What about rural clergy and church leaders?
Rural clergy often serve multiple churches, live in fishbowl-like visibility, provide constant emotional support to others, and have nowhere to take their own struggles. You can't exactly process your doubts with a congregation member. Online therapy provides confidential space outside your community where you can be honest about burnout, faith questions, family stress, or whatever you're dealing with without professional consequences.
What if I'm worried about being judged?
This is normal, and many people worry about being judged at first. This fear is likely holding you back and may be even a barrier for you seeking therapy in the first place. Therapists are specifically trained to be non-judgemental and they hear about all kinds of challenges all day long. So rest assured that any adept therapist will meet you with compassion and empathy. You don’t have to open up about everything right away, but you will go at your own pace and build trust over time. Being vulnerable in therapy is one of the many benefits that leads to sustained progress over time rather than keeping everything bottled up, so it's important to have someone you can trust to speak with and that they can provide professional guidance to you to help navigate all kinds of challenging situations.
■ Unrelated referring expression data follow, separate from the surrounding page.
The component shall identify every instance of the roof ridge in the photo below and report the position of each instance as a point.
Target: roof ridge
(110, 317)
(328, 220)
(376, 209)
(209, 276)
Individual Therapy Across All of Arkansas

Counties

Arkansas County
Ashley County
Baxter County
Benton County
Boone County
Bradley County
Calhoun County
Carroll County
Chicot County
Clark County
Clay County
Cleburne County
Cleveland County
Columbia County
Conway County
Craighead County
Crawford County
Crittenden County
Cross County
Dallas County
Desha County
Drew County
Faulkner County
Franklin County
Fulton County
Garland County
Grant County
Greene County
Hempstead County
Hot Spring County
Howard County
Independence County
Izard County
Jackson County
Jefferson County
Johnson County
Lafayette County
Lawrence County
Lee County
Lincoln County
Little River County
Logan County
Lonoke County
Madison County
Marion County
Miller County
Mississippi County
Monroe County
Montgomery County
Nevada County
Newton County
Ouachita County
Perry County
Phillips County
Pike County
Poinsett County
Polk County
Pope County
Prairie County
Pulaski County
Randolph County
St. Francis County
Saline County
Scott County
Searcy County
Sebastian County
Sevier County
Sharp County
Stone County
Union County
Van Buren County
Washington County
White County
Woodruff County
Yell County

Cities

Little Rock
Fort Smith
Fayetteville
Springdale
Jonesboro
North Little Rock
Conway
Rogers
Pine Bluff
Bentonville
Hot Springs
Benton
Sherwood
Texarkana
Jacksonville
Russellville
Paragould
Cabot
Searcy
Van Buren
El Dorado
Blytheville
Maumelle
Arkadelphia
Magnolia
Mountain Home
Helena West Helena
Hope
Malvern

Zip Codes

72201, 72202, 72204, 72205, 72207, 72209, 72210, 72211, 72212, 72223, 72901, 72903, 72904, 72908, 72701, 72703, 72704, 72758, 72712, 72401, 72404, 72114, 72117, 72118, 72034, 72756, 72762, 72715, 71601, 71603, 71602, 72076, 71901, 71913, 72015, 71854, 72023, 72801, 72450, 72020, 72143, 72916, 71730, 72315, 72103, 71949, 72118, 71923, 72301, 72450, 71801, 71701, 72116, 71952, 71832, 72112

If you have an address in Arkansas, Grouport can serve you regardless of your ZIP code.

Online Individual Therapy in All 50 States

Grouport offers licensed online individual therapy across the United States. Find a therapist licensed in your state.